Translation of FLT3-ITD in PT67 cells stably expressing the S935 (A), S935A (B) or phosphomimetic S935D (C) or S935E (D) FLT3-ITD constructs was blocked with cycloheximide and cells were collected at the indicated time points. Protein lysates were prepared and FLT3 and GAPDH expression was measured by immunoblotting following SDS-PAGE electrophoresis. A representative immunoblot is shown for each construct. The intensity of FLT3-ITD was quantified densitometrically and normalized in relation to that of GAPDH. Changes in intensity of GAPDH-normalized S935 (A), S935A (B), S935D (C) and S935E (D) 150 kDa and 130 kDa FLT3-ITD over time were then plotted graphically, in relation to 0 time point. The S935A mutant showed absence of 150 kDa FLT3, consistent with findings when glycosylation is inhibited by incubation with 2-deoxy-D-glucose, as shown in Figure 2D. The findings are consistent with the S935A mutation inhibiting glycosylation.
Figure 5.
Pim-1 inhibition decreases FLT3-ITD binding to its chaperone proteins calnexin and HSP90.
Ba/F3-ITD, MV4-11 and MOLM-14 FLT3-ITD cells were incubated with the Pim-1 inhibitor 10 µM quercetagetin or DMSO control for 3 hours, and protein-protein interaction was studied by immunoprecipitation (IP) followed by immunoblotting (IB) with the antibodies indicated. Treatment with quercetagetin disrupted FLT3-ITD binding to calnexin (A) and decreased its binding to HSP90 (B).
Figure 6.
Pim-1 inhibition decreases FLT3 Y591 and STAT5 phosphorylation and Pim-1 expression in FLT3-ITD cells.
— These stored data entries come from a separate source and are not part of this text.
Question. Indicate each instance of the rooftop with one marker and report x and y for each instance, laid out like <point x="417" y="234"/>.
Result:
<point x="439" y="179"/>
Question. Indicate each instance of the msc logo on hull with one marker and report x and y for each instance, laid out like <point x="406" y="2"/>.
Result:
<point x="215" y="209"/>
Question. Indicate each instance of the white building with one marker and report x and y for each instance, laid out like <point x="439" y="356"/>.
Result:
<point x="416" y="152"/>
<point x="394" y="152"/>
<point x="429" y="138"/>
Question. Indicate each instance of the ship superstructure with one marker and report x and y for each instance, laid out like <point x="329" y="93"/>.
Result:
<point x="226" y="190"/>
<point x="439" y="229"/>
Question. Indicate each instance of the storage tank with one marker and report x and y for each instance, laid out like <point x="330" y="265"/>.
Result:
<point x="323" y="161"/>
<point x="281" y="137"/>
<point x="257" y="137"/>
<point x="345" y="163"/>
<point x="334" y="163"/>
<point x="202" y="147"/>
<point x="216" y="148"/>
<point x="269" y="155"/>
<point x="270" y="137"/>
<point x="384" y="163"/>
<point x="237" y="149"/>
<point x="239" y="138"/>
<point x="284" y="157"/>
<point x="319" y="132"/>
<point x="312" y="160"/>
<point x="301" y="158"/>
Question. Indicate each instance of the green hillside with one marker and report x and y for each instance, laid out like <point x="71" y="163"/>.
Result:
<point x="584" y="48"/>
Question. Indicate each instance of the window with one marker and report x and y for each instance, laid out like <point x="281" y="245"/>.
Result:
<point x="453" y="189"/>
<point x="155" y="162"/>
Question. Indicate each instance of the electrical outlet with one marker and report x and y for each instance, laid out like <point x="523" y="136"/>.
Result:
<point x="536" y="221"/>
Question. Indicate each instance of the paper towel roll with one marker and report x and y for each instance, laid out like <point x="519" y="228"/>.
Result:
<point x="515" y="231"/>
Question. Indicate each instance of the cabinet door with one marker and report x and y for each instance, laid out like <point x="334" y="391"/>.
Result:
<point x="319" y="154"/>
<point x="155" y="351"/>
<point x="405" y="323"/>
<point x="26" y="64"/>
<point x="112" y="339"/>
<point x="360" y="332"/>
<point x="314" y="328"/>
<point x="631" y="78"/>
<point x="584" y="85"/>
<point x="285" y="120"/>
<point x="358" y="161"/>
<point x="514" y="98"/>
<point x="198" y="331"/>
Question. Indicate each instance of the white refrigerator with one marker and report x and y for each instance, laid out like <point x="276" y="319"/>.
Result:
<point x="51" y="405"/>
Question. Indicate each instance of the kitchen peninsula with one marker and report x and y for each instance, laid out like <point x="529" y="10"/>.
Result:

Ba/F3-ITD and MV4-11 cells were treated with 10 µM quercetagetin or DMSO control for the times indicated, followed by immunoblotting (IB) with the antibodies indicated.
Figure 7.
Pim-1 inhibition sensitizes FLT3-ITD cells to FLT3 inhibition.
Ba/F3-ITD cells were treated with 100 nM PKC412 with and without 10 uM quercetagetin (top), and with 10 nM sorafenib with and without 10 uM quercetagetin (bottom) and also with quercetagetin alone for 24 and 48 hours, and apoptosis was measured by annexin V/propidium iodide staining, detected by flow cytometry and analyzed with CellQuest Pro software. Percentages of apoptotic cells were significantly greater following both 24-hour (p = 0.009) and 48-hour (p = 0.005) treatment with PKC412 and quercetagetin, compared with PKC412 alone, and following 24-hour (p = 0.03) and 48-hour (p = 0.05) treatment with sorafenib and quercetagetin, compared with sorafenib alone. The cells were also treated with the FLT3 inhibitor quizartinib at 1 nm with and without the Pim-1 inhibitor AR339 at 500 nM, demonstrating increased percentages of apoptotic cells at 24 and at 48 hours (p<0.001 for both).